Debate presidencial entre “satanismo” e “maçonaria”

 

Canibalismo dos índios tupinambás no Brasil do séc. 16 retratado pelo belga Theodore de Dry

 

 

Entre “satanismo” e “maçonaria”, fome e carne humana com banana

 

Maior evento do século 20 e que ainda define estas primeiras décadas do século 21, a II Guerra Mundial (1939/1945) foi decidida na Europa em sua frente oriental, entre a Alemanha nazista de Adolf Hitler e a União Soviética comunista do Josef Stálin. Tão decantada pelos filmes de Hollywood, a invasão anfíbia dos Aliados ocidentais no Dia D, nas praias francesas da Normandia, foi evento coadjuvante das batalhas decisivas travadas em solo russo. Como as de Stalingrado e Kursk, maior enfrentamento de blindados da História. Até elas, os nazistas eram senhores invencíveis da Europa. Depois delas, o Exército Vermelho só parou em Berlim.

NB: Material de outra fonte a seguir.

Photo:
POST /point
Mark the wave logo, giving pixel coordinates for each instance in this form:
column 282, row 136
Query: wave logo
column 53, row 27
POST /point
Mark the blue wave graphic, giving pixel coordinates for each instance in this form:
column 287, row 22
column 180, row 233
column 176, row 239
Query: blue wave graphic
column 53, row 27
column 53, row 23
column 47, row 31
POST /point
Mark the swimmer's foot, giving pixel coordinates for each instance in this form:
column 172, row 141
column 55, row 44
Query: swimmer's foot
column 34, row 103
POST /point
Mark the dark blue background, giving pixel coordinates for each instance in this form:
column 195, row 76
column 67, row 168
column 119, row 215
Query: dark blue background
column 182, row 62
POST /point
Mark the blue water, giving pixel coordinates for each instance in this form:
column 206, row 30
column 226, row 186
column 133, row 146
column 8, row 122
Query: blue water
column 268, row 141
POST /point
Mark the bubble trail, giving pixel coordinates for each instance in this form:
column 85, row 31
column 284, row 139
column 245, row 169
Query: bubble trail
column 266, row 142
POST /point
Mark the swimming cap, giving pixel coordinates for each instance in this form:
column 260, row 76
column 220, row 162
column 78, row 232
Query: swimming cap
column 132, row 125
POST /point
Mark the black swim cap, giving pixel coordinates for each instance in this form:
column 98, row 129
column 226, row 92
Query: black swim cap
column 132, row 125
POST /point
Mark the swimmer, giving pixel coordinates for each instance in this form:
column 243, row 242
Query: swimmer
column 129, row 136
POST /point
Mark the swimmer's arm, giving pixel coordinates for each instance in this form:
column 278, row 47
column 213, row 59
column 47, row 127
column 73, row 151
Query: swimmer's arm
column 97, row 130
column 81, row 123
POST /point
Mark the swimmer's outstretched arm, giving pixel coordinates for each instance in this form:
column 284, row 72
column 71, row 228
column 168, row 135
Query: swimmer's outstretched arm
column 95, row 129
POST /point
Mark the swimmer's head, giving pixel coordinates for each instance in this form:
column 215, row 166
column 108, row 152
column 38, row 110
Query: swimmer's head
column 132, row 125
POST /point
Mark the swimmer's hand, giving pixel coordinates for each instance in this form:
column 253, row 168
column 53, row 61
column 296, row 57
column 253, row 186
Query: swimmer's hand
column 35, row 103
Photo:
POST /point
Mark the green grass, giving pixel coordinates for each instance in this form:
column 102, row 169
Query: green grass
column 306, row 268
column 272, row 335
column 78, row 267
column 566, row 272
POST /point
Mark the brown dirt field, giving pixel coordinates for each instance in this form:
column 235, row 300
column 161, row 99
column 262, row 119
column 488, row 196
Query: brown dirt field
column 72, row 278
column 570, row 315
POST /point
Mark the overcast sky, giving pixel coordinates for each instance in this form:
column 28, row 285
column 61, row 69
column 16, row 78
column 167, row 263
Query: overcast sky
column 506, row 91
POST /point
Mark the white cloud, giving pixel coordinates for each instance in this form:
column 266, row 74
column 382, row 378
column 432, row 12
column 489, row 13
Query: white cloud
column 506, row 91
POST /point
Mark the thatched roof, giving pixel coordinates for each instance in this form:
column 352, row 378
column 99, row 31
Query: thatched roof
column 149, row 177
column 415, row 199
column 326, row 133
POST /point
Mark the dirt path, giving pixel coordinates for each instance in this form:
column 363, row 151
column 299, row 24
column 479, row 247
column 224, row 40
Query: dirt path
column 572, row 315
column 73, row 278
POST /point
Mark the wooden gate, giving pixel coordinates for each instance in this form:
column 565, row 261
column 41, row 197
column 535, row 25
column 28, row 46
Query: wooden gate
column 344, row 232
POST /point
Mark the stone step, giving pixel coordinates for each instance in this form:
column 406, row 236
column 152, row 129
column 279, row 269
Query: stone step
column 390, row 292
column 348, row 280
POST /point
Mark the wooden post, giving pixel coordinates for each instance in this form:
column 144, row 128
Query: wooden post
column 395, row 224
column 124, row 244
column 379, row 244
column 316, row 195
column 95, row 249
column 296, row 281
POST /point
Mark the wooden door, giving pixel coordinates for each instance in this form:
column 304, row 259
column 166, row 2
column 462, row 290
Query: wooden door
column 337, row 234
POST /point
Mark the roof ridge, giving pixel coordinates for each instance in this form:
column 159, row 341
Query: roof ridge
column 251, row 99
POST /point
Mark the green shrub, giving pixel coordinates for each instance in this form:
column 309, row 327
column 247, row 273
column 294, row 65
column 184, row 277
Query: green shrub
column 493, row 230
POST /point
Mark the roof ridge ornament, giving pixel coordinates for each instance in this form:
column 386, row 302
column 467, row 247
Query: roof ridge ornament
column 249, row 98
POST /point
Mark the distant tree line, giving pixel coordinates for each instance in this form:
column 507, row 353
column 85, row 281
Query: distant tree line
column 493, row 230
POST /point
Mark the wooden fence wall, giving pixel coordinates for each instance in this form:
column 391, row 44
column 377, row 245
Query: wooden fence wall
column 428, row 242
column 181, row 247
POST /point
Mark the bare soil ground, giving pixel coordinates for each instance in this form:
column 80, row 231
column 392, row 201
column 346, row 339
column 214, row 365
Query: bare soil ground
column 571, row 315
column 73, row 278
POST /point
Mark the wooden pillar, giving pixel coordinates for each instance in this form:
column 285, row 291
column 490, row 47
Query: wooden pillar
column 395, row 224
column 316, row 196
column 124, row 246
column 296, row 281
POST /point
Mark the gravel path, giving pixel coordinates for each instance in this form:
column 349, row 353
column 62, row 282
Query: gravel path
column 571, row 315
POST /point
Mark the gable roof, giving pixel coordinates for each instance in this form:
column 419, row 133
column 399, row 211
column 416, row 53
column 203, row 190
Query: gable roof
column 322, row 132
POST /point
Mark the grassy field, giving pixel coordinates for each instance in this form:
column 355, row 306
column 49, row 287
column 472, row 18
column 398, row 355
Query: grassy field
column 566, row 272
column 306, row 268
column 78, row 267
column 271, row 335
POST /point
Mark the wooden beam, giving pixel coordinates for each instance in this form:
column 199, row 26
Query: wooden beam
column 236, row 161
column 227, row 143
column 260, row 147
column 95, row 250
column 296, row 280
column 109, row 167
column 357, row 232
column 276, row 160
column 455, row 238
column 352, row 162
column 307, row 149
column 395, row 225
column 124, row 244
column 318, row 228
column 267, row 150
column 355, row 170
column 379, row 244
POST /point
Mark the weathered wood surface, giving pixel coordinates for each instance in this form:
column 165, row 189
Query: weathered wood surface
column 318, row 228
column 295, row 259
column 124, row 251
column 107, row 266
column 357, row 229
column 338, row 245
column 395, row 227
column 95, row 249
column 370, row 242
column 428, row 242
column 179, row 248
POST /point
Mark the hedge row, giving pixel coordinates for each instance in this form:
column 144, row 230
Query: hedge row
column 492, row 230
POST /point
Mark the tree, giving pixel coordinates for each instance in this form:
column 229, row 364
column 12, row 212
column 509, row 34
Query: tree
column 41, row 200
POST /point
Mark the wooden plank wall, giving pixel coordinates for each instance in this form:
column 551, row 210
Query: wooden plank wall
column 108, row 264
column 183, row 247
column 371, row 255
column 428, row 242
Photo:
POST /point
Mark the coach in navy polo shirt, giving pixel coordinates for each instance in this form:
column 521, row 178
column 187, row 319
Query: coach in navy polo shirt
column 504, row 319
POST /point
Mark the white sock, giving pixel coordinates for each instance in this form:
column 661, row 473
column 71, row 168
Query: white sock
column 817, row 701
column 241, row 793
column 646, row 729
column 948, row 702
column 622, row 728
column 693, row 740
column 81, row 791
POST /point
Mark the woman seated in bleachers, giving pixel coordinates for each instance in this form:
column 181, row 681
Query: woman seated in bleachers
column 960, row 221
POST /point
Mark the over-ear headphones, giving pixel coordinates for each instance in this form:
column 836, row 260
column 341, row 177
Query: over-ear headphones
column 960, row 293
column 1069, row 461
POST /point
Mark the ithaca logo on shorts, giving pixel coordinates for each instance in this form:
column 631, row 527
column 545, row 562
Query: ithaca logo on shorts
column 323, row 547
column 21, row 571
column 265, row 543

Se em todo o mundo, incluindo Ásia, África, Oceania e litoral das Américas, a II Guerra tirou cerca de 80 milhões de vidas humanas, a União Soviética perdeu, só ela, mais de 26 milhões. Que cobrou ao matar mais de 4,4 milhões de militares alemães, entre os cerca de 5,5 milhões que perderam a vida entre 1939 e 1945. O ateu Exército Vermelho encomendou a alma de 80% dos soldados mortos, em sua maioria cristãos luteranos e católicos romanos, sob o altar da suástica nazista. Todos os demais Aliados juntos deram cabo dos outros 20%. A contabilidade macabra não deixa dúvida quanto ao protagonismo da II Guerra. Ou ao caráter do conflito na frente oriental que a definiu: dos dois lados, foi uma guerra de extermínio.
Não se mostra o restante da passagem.